The other notable change has been the relocation of the story to 1850s Baltimore, whereas the original was set in contemporary New York. Here the film creates some splendid period sets, most notably during an eerily haunting scene where the Phantom pursues a victim through the streets limned all in mist, which is clearly one giant set that has all been laid out across a single soundstage. The colour photography is superbly rich.

Vincent Price as mad waxworks curator Henry Jarrod in House of Wax (1953)
Vincent Price as mad waxworks curator Henry Jarrod
Phyllis Thaxter pursued through the streets by The Phantom in House of Wax (1953)
Phyllis Thaxter pursued through the streets by The Phantom

House of Wax is also cruder and less subtle than Mystery of the Wax Museum was. It is all lurid Grand Guignol shock. Even by the 1950s, the cliches it repeats were stale and there is nothing in the plot that holds any variation. The two major surprises – that Jarrod is alive and that he is the killer – remain obvious from the outset. Occasionally director Andre de Toth mounts the shocks to something effective – the aforementioned scene with the Phantom pursuing a victim through the streets or his popping up from under a sheet in the morgue. The makeup is also suitably grotesque, although the unmasking lacks the same memorable shock effect it did in the original.

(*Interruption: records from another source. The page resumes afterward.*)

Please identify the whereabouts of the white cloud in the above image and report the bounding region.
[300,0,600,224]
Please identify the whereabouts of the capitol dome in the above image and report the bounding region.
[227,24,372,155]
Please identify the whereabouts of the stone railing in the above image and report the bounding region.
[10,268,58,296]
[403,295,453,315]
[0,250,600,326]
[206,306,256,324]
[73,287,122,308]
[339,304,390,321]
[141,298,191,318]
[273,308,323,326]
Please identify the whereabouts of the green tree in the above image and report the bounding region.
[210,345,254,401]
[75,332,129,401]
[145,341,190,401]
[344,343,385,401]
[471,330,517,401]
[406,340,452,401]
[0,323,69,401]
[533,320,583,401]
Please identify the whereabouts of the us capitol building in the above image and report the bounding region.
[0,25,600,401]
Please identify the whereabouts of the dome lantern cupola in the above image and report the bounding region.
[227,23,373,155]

There is a certain amount of fun to be had with the 3-D, which thrusts legs, spears and even lines of can-can dancers swinging their legs out of the screen – indeed, House of Wax must hold some type of curiosity value for being the first 3-D film to wave a female derriere out of the screen into its audience’s face. In the same scene, a barker bats a ping-pong ball on a string out of the audience while telling us he is aiming for the popcorn not the person.

The other novelty value House of Wax offers is one of the first screen performances from Charles Bronson as Vincent Price’s lab assistant. (Bronson is listed on the credits under his given name Charles Buchinsky). Even back then Charles Bronson was getting surly, ugly mug parts and has been deliberately made up to look even more lumpen and uglier than usual.

House of Wax (2005) was a further remake, although the film was now a slasher movie that bore next-to-no resemblance to either of its predecessors.